Buffleheads and two hooded merganser females.
After wrapping around the pond for half a mile the track we were following became increasingly muddy with standing water in areas. We were very close to a gravel road so we hopped onto it for a tenth of a mile where we were able to get back onto a grassy track at a signpost.
The gravel road and another small portion of the wildlife area on the other side.
Back on the mowed track.
We went straight here looking for a trail on the right that would leave us back to the parking area. The clouds were really breaking up now and lots of little birds were out enjoying the warmer weather.

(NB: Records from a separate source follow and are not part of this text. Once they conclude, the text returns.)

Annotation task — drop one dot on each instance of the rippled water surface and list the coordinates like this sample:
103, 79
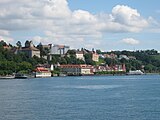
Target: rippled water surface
81, 98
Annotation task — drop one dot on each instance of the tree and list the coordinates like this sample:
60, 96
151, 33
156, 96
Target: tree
19, 44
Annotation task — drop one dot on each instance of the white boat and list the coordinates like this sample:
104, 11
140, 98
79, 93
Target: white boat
135, 72
7, 77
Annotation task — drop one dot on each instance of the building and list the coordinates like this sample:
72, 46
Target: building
77, 69
80, 55
59, 49
30, 50
95, 57
123, 57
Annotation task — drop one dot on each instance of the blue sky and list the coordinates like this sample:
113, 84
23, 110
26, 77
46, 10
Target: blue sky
100, 24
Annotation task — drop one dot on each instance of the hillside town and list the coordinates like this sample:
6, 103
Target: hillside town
60, 60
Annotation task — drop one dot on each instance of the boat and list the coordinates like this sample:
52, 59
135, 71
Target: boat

Spotted towhee and friend.
We found what we were looking for, at least what we thought we were looking for and turned right on a clear trail that dropped down into a mowed field then mostly disappeared. We skirted along the edge of the field toward the parking area and as we neared the trailhead a clear trail emerged, or more like submerged. We followed the wet trail almost to the signboards near the trailhead where a ditch of standing water stood in our way. Our only choice (aside from backtracking) was to get wet so get wet (or wetter) we did. Luckily our hike was over and we had a change of socks and shoes waiting in the car. We finished hiking just before 1pm and managed to get a full 7 miles in while leaving parts of the area unexplored. It was nice to find another option in the valley that offered a potential destination when getting up into the mountains is possible. While we did hear occasional gun shots from hunters we only saw two duck hunters, but we also saw some families and bird watchers.
This path headed north from the trailhead, something to explore on our next visit.
It was a good birthday hike and we were done early enough for my parents to treat us to a great birthday dinner at The Manilla Fiesta, a restaurant I’d been dying to try. Happy Trails!